Enfin, le second élément qui m’aide à orienter mes séances d’entraînement n’est autre que le style des blocs que je veux essayer lors de mon prochain trip. Aux États-Unis, j’avais l’intention de m’attaquer à Jade, un 8B+ très à doigts de RMNP ; j’ai intégré des exos de force doigts dans les mois qui ont précédé le départ (Clément a d’ailleurs réussi le bloc). Si je prévois d’aller à Fontainebleau, un site truffé de plats et de compressions, ce sont les anneaux que je privilégie en amont du séjour. Et ainsi de suite. Je tiens aussi à noter que j’ai ici parlé exclusivement d’entraînement physique mais que je suis loin de penser qu’il est le seul facteur permettant de progresser en escalade.
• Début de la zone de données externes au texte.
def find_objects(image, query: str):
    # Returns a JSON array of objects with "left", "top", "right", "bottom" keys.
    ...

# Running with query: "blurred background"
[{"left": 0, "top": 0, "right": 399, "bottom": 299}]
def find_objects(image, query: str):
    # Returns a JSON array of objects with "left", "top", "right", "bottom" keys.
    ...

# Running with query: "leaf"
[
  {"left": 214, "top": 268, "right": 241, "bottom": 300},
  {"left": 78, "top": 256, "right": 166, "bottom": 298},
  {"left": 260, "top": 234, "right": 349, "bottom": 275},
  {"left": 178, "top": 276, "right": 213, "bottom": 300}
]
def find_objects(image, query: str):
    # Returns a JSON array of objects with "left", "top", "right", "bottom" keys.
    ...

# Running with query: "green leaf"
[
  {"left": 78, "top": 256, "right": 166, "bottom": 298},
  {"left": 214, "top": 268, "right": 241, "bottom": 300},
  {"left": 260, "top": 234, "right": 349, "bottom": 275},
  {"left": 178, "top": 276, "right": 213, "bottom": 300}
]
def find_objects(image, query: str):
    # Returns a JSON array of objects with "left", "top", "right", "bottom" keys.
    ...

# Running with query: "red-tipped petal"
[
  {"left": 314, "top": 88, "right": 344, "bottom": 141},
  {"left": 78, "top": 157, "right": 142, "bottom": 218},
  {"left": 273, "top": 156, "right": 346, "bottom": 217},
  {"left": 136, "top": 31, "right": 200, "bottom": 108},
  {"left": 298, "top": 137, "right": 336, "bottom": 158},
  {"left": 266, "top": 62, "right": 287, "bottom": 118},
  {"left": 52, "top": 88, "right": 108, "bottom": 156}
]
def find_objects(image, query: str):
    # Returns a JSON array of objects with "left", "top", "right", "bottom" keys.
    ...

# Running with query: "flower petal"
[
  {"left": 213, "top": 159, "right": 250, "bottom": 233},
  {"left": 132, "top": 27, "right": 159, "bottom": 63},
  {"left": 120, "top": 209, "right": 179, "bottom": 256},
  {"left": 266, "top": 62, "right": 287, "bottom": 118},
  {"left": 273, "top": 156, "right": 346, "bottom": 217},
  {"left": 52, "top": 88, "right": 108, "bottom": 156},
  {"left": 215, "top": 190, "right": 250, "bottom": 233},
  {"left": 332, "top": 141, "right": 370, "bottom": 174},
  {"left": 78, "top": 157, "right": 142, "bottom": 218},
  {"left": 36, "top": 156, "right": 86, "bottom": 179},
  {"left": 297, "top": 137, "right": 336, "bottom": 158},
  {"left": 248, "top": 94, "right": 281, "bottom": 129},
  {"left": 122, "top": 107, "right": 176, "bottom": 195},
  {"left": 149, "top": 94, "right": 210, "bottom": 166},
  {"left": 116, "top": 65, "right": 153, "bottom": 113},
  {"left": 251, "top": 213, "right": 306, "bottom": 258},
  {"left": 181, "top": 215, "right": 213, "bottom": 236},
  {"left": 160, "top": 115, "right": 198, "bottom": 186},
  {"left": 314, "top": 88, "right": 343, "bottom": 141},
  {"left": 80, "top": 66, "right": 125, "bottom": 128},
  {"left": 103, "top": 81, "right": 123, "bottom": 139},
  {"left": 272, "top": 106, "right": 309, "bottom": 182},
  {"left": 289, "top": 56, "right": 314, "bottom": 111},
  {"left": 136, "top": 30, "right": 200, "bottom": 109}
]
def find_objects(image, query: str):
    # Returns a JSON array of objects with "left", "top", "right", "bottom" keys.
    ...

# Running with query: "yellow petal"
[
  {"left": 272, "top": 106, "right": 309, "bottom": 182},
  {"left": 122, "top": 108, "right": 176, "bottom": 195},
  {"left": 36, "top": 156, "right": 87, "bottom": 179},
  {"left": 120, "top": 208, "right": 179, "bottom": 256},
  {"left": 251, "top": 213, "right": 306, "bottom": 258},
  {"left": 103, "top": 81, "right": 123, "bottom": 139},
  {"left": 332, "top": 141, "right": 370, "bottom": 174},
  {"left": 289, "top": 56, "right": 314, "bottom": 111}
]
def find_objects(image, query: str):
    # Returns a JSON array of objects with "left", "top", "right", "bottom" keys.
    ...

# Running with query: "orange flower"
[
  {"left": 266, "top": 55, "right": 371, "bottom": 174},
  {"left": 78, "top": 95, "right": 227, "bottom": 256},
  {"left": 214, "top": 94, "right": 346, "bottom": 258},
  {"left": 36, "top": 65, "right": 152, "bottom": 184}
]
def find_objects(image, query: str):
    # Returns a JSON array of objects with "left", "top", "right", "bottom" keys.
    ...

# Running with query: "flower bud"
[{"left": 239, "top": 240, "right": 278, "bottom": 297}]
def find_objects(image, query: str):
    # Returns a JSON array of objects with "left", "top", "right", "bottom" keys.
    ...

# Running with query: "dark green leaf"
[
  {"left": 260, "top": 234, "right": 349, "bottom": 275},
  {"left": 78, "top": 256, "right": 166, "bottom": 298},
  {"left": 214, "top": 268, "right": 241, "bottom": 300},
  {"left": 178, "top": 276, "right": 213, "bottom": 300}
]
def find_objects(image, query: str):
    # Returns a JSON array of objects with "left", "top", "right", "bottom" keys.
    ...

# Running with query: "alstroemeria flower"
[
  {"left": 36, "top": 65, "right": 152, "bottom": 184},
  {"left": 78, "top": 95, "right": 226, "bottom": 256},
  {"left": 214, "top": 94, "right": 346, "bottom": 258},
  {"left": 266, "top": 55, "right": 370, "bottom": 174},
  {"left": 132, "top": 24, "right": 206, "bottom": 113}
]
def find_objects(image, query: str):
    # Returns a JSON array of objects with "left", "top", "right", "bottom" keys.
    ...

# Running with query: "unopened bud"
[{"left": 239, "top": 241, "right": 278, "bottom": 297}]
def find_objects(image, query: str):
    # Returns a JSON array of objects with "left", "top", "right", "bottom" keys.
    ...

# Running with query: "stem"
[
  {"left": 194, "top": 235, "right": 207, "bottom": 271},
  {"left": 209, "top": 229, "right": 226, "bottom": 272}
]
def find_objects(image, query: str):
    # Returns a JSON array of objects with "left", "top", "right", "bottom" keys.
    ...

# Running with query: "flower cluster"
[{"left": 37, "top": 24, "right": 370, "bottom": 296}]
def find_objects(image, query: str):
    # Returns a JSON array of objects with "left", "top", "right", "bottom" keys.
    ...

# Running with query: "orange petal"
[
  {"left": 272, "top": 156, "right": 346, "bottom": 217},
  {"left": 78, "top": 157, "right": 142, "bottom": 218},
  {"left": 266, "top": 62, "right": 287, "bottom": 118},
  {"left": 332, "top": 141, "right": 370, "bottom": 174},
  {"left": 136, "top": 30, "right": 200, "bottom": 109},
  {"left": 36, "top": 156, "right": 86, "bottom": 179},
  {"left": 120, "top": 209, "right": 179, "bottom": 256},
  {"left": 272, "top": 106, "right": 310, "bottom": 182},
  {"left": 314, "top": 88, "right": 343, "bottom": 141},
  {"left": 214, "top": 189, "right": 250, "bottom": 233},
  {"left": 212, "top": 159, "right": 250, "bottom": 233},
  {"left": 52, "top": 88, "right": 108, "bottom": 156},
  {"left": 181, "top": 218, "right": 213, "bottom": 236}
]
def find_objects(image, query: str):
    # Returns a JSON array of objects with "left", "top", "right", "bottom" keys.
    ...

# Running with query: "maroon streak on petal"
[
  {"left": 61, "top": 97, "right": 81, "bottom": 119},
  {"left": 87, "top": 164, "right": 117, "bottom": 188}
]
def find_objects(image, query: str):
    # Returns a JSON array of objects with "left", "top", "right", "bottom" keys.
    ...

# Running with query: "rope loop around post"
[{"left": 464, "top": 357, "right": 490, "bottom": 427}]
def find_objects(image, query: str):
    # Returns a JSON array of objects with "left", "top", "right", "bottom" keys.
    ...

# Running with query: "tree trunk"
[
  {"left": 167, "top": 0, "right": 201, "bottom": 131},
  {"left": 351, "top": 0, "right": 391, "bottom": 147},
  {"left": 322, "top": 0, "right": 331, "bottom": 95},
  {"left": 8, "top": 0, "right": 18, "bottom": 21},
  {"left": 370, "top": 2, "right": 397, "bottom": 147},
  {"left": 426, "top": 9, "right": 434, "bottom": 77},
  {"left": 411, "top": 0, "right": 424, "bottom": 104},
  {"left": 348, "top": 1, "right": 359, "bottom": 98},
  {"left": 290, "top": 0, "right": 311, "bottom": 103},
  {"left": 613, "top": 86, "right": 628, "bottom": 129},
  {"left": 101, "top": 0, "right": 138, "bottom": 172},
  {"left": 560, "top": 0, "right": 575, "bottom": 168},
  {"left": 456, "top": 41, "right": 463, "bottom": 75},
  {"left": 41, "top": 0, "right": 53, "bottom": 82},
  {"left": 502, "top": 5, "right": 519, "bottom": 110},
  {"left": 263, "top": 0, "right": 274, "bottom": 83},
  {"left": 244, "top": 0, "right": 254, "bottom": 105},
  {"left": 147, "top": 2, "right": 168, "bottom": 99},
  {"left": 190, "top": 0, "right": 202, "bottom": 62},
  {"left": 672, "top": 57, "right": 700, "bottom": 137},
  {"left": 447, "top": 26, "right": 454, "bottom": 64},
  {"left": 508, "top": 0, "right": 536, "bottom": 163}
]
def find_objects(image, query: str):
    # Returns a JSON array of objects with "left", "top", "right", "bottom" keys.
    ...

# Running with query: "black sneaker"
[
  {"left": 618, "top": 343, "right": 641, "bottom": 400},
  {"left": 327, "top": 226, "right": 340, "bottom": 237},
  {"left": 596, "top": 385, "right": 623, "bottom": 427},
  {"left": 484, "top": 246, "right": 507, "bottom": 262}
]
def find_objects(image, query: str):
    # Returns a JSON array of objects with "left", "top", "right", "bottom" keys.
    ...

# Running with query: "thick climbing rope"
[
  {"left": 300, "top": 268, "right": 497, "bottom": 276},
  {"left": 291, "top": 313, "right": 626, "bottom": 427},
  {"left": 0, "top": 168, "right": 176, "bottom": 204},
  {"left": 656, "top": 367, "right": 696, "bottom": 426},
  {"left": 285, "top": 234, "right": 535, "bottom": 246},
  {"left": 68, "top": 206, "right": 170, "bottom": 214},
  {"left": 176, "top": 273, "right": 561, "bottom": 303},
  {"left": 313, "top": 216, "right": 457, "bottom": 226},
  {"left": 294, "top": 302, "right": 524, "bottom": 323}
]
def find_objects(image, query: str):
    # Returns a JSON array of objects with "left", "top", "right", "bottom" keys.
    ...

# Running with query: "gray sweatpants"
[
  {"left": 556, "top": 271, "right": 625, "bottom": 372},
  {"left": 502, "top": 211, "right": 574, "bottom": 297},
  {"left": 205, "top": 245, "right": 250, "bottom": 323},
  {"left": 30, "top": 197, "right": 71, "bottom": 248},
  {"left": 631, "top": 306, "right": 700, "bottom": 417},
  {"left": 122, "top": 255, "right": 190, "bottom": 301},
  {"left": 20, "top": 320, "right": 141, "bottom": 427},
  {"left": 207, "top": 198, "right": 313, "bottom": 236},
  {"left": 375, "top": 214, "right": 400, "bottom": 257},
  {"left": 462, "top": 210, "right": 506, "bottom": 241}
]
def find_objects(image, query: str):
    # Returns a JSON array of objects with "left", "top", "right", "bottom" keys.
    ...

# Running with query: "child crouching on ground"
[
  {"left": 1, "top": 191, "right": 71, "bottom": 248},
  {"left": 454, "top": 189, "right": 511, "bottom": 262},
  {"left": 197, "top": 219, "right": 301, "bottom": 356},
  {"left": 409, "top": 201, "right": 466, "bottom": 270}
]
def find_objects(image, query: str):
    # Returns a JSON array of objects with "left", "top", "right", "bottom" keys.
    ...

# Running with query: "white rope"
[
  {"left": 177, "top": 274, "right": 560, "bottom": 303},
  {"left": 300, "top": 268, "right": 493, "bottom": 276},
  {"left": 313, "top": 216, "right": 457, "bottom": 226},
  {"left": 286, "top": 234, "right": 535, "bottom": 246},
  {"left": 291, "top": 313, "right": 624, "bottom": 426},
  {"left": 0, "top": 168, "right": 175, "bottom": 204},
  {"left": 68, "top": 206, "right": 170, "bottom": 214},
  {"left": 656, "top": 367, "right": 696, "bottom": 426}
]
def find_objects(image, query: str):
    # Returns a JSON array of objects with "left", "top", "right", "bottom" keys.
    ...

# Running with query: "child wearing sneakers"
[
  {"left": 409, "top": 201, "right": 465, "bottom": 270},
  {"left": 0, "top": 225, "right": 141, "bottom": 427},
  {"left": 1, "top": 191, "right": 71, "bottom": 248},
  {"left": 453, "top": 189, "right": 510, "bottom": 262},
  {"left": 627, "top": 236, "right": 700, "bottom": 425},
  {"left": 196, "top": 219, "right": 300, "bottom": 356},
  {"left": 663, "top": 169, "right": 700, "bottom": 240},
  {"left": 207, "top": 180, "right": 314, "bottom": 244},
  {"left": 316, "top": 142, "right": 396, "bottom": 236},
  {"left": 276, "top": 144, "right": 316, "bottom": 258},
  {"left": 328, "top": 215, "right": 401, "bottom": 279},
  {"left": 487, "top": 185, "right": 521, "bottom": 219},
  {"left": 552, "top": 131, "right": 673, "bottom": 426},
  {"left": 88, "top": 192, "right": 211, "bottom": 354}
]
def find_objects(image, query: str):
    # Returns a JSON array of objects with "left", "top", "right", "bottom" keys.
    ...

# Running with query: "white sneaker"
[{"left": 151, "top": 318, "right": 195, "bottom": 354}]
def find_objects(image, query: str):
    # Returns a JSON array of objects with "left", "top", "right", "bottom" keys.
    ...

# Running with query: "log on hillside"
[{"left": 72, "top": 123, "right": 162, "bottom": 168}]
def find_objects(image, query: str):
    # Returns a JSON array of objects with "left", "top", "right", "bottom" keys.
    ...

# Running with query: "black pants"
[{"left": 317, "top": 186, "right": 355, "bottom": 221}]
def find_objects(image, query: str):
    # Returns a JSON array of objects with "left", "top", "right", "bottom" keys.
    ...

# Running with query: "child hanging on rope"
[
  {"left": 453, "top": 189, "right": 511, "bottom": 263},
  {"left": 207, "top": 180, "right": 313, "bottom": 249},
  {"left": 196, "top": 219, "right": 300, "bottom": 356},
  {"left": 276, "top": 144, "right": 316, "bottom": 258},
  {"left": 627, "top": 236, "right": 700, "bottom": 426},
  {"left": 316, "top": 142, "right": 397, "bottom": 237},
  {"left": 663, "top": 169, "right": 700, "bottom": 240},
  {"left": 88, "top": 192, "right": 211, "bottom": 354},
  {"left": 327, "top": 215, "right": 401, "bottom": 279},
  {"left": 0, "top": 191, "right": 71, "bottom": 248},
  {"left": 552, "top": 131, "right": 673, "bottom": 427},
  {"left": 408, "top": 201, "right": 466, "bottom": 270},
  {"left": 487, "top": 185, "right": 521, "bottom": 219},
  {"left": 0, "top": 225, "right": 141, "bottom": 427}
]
L’escalade est un sport extrêmement riche où la gestuelle est la qualité première à développer en grimpant ! Par exemple, un autre point que j’ai beaucoup bossé et qui m’a ouvert des perspectives : la souplesse du bassin. C’est elle qui vous permet de rapprocher systématiquement votre centre de gravité du mur, une clef pour ne pas vous faire éjecter parce que vous avez les fesses trop en arrière. Chose d’autant plus intéressante que travailler sa souplesse permet de progresser sans se fatiguer ! Encore un élément difficile à quantifier mais rudement utile : l’expérience. Elle vient petit à petit à force d’essayer des passages toujours un peu plus durs, et elle permet d’apprendre à gérer le processus menant à la réussite de mouvements et de blocs qui semblaient impossibles auparavant. Ainsi, essayer le plus souvent possible des blocs durs me semble primordial pour s’habituer à l’intensité demandée pour le niveau d’après.